- Born: December 3, 1934 Alabama, United States
- Died: November 25, 1978 (aged 43) Tarpon Springs, Florida
- Known for: Longest period of human unconsciousness
- Parents: Fernando ("Louie") Esposito (father); Lucy Esposito (mother);

= Elaine Esposito =

American coma patient (1934–1978)

Elaine Esposito (December 3, 1934 - November 25, 1978) held the record for the longest period of time in a coma according to Guinness World Records, having lost consciousness in 1941 and eventually dying in that condition more than 37 years later. Edwarda O'Bara and Aruna Shanbaug later exceeded Esposito's record of having been in the longest comas.

==History==
Elaine was the only child of Louis and Lucy Esposito of Chicago, Illinois. At age six she was taken to a hospital having suffered a ruptured appendix, where she underwent an appendectomy on August 6, 1941. She never awoke after being anesthetized. As the surgery was coming to an end, she went into convulsions, her temperature rose to 107.6 F, and doctors feared that she would not survive the night.
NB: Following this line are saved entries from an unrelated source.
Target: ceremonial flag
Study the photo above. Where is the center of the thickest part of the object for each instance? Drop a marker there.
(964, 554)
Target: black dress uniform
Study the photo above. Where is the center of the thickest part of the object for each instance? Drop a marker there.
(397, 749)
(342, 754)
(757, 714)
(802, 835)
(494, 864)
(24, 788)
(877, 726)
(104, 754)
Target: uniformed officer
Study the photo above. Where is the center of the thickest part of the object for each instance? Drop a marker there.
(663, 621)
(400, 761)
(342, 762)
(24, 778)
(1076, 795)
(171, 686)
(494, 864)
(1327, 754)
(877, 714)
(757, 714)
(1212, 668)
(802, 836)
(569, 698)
The cause of the complication was debated, with some suggesting that Elaine had encephalitis, and others saying that her brain was not receiving enough oxygen during the operation.

The first ten months of her coma were spent in a Chicago hospital until her parents could no longer afford her care, at which point they took her home so her mother Lucy could care for her day and night. In her lengthy coma, she showed states of both deep sleep and open-eyed unconsciousness and she grew slightly to 85 lbs. Elaine survived numerous other conditions over the years, including additional abdominal surgery, pneumonia, the measles, and a collapsed lung. The family eventually moved to Tarpon Springs, Florida, and she was also taken to visit the Grotto at Lourdes, France, where her parents hoped for a miracle. Her father, Louis, who had been working multiple jobs, died from cancer in January 1978. Elaine died later that year at the age of 43 years and 357 days, having been in a coma for 37 years and 111 days.

Esposito's story was brought back into attention in the late 1990s and early 2000s in the controversy surrounding the case of Terri Schiavo, who was in a persistent vegetative state. Coincidentally, Schiavo and Esposito were both being cared for in Pinellas County, Florida, at the time of their deaths, and they shared a birthday, December 3.